Italian football club

F.C. Real Città di Vico Equense is an Italian association football club located in Vico Equense, Campania. Currently it plays in Eccelenza.

== History ==
The club was founded in 1929 and refounded in 1958.

It was promoted to Serie D from Eccellenza (sixth tier) in 2007–08, and finished its first Serie D campaign with a second place in the Girone I, behind Siracusa. The club then enjoyed a very successful campaign in the subsequent playoff phase, ending as runners-up behind Nocerina and being subsequently picked to fill a vacancy in the fully professional Lega Pro Seconda Divisione.

The club also competed in the 2009–10 Coppa Italia as Serie D playoff runners-up, and surprisingly defeated Lega Pro Prima Divisione side Rimini (who were relegated from Serie B only one month earlier) in a 2–1 away win. Vico Equense were then defeated in the second round to Serie B outfit Lecce in a 4–0 win for the opposite side.

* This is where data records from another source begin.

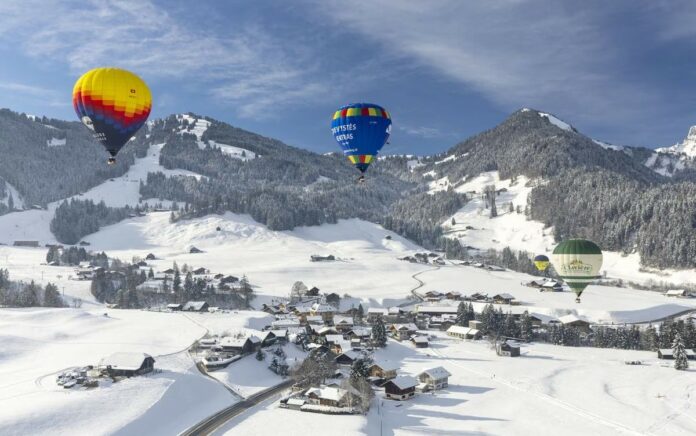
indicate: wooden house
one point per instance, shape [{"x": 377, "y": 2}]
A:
[
  {"x": 434, "y": 378},
  {"x": 400, "y": 388},
  {"x": 125, "y": 364}
]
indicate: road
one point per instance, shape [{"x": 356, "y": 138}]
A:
[{"x": 213, "y": 422}]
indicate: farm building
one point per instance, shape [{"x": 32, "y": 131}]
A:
[
  {"x": 400, "y": 388},
  {"x": 384, "y": 369},
  {"x": 195, "y": 306},
  {"x": 668, "y": 354},
  {"x": 124, "y": 364},
  {"x": 420, "y": 341},
  {"x": 463, "y": 332},
  {"x": 434, "y": 378}
]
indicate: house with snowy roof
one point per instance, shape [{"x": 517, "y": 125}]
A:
[
  {"x": 400, "y": 388},
  {"x": 434, "y": 378}
]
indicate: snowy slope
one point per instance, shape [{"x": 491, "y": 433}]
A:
[
  {"x": 37, "y": 343},
  {"x": 512, "y": 229}
]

In summer 2010 after the relegation from Lega Pro Seconda Divisione it does not join 2010–11 Serie D and restarted from Prima Categoria Campania getting the immediate promotion to Promozione Campania. In the next season it was admitted to Eccellenza Campania after repechage.

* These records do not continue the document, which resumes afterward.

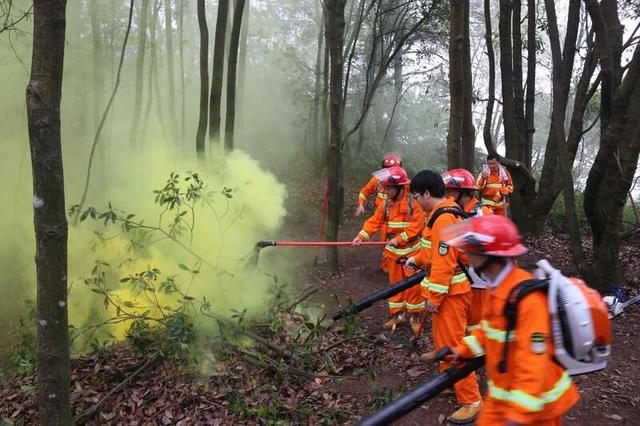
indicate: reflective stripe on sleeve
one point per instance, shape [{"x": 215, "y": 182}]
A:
[
  {"x": 496, "y": 334},
  {"x": 402, "y": 251},
  {"x": 413, "y": 307},
  {"x": 474, "y": 345},
  {"x": 398, "y": 224},
  {"x": 491, "y": 203}
]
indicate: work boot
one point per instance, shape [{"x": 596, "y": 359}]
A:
[
  {"x": 465, "y": 414},
  {"x": 414, "y": 322},
  {"x": 394, "y": 322},
  {"x": 428, "y": 356}
]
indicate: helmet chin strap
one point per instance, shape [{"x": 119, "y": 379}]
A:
[{"x": 490, "y": 260}]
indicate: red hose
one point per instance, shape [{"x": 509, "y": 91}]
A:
[{"x": 319, "y": 243}]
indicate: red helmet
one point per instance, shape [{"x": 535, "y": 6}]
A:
[
  {"x": 393, "y": 176},
  {"x": 491, "y": 235},
  {"x": 459, "y": 179},
  {"x": 391, "y": 160}
]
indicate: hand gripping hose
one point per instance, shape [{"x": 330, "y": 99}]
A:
[
  {"x": 424, "y": 392},
  {"x": 382, "y": 294}
]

In 2012–13 season the team won promotion to Serie D after finishing first in Eccellenza Campania Girone B. Later, it was expelled by federal's council's decision from Serie D. In the summer 2013 the club bought Real Hyria Nola's sports title and ultimately will play in the next Serie D championship as F.C. Real Città di Vico Equense.

== Colors and badge ==
The team's colors are blue, gold and white.